A one-word law change that would have made North Dakota's state-specific beef checkoff an opt-in rather than an opt-out program failed earlier this month.
The state House defeated House Bill 1487 on a 41-53 vote on Feb. 9.
The federal beef checkoff is a $1-per-head assessment on each beef animal sold. In North Dakota, half of the money goes to the Cattlemen's Beef Board, a national marketing and research program designed to increase the demand for beef at home and abroad, while half of it stays with the North Dakota Beef Commission. The checkoff is mandatory, and money cannot be refunded.
To boost the funds going to the North Dakota Beef Commission for research, education and promotion of beef, the North Dakota Legislature in 2015 enacted a state-specific checkoff that kept an additional dollar per head with the North Dakota Beef Commission. The assessment must be paid on each head of cattle sold, but producers can ask for their money back.
HB 1487 would have altered just one word in state law, changing that cattle producers "must" pay the state assessment to that they "may" pay it. The proposal would have allowed cattle producers to choose whether to pay the assessment rather than being forced to pay and then ask for the money back.
In a fiscal note attached to the bill that was prepared by the Beef Commission at the request of the North Dakota Legislative Council, the commission estimates the bill could have had a more than $1 million per year impact on the Beef Commission, resulting in the loss of several full-time positions as well as research and marketing programs.

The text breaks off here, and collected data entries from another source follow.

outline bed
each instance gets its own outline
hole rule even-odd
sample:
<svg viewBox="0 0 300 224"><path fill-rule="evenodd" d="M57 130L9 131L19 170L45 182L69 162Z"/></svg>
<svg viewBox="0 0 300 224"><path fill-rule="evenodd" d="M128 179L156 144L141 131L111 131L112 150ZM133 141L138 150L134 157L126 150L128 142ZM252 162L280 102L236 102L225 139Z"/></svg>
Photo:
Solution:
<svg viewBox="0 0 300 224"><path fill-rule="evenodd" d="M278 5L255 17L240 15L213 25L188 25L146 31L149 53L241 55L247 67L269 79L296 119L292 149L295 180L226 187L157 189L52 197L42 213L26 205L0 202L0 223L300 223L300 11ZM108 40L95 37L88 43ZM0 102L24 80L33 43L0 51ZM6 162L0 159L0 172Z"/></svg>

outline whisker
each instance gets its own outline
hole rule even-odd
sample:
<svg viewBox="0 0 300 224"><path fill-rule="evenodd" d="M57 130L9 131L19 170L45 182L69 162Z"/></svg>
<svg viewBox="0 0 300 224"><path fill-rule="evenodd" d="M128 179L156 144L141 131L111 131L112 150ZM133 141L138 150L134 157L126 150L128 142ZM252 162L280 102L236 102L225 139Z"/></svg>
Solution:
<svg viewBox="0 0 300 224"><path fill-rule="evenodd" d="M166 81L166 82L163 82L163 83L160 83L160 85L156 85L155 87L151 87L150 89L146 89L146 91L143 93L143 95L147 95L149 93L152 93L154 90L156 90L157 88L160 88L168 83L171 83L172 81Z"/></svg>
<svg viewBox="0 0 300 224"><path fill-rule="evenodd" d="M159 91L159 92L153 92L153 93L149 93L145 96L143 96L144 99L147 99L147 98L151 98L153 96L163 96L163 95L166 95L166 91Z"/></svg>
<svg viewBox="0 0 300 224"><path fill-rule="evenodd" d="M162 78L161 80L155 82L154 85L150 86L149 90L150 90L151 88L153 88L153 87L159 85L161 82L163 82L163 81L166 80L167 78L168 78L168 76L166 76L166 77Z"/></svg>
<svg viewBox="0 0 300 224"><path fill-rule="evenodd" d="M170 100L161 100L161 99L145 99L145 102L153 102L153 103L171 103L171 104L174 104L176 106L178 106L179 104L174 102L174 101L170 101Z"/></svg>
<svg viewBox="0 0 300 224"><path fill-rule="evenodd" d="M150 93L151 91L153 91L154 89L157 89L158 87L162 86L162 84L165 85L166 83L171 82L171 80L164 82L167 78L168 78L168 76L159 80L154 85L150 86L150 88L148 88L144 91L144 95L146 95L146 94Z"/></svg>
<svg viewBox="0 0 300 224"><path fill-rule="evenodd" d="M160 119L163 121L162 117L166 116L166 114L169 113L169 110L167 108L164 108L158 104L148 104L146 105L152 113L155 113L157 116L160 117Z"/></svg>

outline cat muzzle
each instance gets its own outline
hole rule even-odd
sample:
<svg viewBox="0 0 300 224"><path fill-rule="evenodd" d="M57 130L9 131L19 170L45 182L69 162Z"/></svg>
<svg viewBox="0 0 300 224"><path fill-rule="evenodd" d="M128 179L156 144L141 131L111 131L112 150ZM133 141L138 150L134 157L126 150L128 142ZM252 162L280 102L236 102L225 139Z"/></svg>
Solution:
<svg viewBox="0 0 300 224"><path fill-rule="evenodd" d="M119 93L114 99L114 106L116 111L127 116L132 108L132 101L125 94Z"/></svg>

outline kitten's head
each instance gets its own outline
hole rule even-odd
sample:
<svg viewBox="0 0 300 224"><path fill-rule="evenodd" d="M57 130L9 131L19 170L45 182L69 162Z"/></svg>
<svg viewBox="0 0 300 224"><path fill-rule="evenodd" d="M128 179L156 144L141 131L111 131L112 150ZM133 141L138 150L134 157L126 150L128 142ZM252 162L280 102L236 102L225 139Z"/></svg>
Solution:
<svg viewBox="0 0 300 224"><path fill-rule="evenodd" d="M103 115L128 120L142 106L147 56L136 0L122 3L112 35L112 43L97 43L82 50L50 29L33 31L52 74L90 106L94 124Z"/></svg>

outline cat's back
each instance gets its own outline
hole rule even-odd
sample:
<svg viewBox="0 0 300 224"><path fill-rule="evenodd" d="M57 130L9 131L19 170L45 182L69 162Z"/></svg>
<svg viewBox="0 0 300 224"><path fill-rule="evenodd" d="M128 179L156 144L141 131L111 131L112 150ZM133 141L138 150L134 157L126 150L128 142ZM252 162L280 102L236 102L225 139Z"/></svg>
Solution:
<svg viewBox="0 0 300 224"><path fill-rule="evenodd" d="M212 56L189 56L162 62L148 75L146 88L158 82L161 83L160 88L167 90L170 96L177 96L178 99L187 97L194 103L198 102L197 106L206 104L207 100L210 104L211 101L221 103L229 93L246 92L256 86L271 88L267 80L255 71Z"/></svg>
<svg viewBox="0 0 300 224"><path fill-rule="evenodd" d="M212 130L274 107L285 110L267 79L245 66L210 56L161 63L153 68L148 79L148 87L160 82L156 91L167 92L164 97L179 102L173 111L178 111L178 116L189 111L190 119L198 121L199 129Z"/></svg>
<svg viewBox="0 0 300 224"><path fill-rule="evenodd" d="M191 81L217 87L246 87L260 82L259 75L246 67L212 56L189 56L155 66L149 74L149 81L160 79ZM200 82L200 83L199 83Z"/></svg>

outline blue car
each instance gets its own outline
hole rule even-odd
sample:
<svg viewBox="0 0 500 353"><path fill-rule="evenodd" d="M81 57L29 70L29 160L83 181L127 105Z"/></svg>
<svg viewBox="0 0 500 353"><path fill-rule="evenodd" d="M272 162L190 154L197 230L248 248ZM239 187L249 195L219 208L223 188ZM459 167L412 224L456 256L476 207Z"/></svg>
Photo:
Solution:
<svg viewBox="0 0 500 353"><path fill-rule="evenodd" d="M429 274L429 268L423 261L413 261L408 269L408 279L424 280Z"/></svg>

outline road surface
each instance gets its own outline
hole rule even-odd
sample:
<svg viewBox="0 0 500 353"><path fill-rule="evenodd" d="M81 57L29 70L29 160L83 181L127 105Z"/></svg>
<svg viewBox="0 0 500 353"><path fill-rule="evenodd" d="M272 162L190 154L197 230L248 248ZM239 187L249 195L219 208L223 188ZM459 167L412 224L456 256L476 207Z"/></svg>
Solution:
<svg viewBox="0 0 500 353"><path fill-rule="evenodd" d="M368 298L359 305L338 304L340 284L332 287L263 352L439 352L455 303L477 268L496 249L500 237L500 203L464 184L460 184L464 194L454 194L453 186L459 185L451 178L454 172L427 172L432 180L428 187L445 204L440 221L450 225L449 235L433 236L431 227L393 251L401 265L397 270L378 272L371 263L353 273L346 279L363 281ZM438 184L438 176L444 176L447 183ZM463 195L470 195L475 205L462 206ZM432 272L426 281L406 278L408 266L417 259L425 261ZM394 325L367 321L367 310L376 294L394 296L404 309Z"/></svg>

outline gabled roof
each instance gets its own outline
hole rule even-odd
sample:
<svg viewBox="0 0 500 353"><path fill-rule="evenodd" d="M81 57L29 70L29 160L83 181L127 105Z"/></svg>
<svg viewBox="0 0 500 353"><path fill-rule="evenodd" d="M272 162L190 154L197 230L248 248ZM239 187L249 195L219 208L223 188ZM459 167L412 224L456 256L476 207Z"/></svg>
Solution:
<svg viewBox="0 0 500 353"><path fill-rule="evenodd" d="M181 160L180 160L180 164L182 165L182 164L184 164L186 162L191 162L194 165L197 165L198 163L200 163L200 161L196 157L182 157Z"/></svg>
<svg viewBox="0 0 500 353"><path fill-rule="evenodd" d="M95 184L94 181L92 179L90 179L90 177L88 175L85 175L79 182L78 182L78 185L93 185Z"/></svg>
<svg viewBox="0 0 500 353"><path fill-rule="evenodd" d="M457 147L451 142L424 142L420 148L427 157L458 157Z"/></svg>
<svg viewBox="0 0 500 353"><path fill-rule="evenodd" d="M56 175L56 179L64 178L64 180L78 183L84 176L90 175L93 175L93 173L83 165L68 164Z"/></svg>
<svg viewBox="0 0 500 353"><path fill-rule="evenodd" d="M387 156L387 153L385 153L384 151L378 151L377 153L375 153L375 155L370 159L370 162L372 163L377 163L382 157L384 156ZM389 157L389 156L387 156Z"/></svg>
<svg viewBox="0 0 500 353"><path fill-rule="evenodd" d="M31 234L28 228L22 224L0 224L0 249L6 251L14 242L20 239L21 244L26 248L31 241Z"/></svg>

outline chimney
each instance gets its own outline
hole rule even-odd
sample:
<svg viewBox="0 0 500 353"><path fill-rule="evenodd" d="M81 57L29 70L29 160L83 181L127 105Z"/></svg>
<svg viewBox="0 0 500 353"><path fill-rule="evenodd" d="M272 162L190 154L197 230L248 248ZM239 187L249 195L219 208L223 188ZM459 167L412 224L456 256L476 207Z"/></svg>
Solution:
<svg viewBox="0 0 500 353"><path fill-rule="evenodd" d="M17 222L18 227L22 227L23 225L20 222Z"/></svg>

"Realizing the fact that there will be people who won't support the checkoff, and that there will also be people that have always supported the program but will not be willing to pay the price of beef promotion, research and education programs that benefit all but aren't being paid for by all, the best and fairest assumption the ND Beef Commission can make is that a voluntary program will yield little to no participation," the fiscal note said.
The bill sponsor, Rep. Sebastian Ertelt, R-Lisbon, on the House floor called that argument "disingenous," saying that there is no evidence that the state checkoff would go away if it were not compulsory. The House Agriculture Committee, which gave the bill a do-not pass recommendation, took two hours of testimony on the issue, mostly from those who wanted to see the bill passed. Part of the issue, he said, is that the Beef Commission is an appointed, rather than elected, board, and many producers do not feel they have a voice on it. He also called the Beef Commission's fiscal note on the bill
Ertelt also argued that some producers feel beef packers are benefiting from the checkoff rather than the producers themselves.
Rep. Paul Thomas, R-Velva, who carried the bill on the floor, said in the latest biennium, 5.74% or producers requested refunds of North Dakota checkoff funds, representing 12% of total funds. The House Agriculture Committee gave the bill a do-not-pass recommendation.
"An overwhelming majority of people support investing in their industry through promotion, education and research to make it better," he said.
Rep. Jeff Magrum, R-Hazelton, questioned whether the checkoff is truly voluntary, given that someone who does not pay their assessment can be charged with a Class B misdemeanor. Rep. Luke Simons, R-Dickinson, and Rep. Kathy Skroch, R-Lidgerwood, both beef producers, spoke in favor of the bill and said the current system is not truly voluntary.
"There's a huge number of individuals who support this, and for those who don't, this simply means they have a firm trap door to be able to get out of that mandated checkoff contribution," Skroch said.
Rep. Jon Nelson, R-Rugby, said perhaps the problem is that the Beef Commission should be an elected board rather than appointed. But Rep. Dennis Johnson, R-Devils Lake, said such arguments were "drifting away toward other issues" rather than the bill at hand. He urged a no vote on the bill.
"It's pretty easy to get the refund if you fill out the paper properly," he said.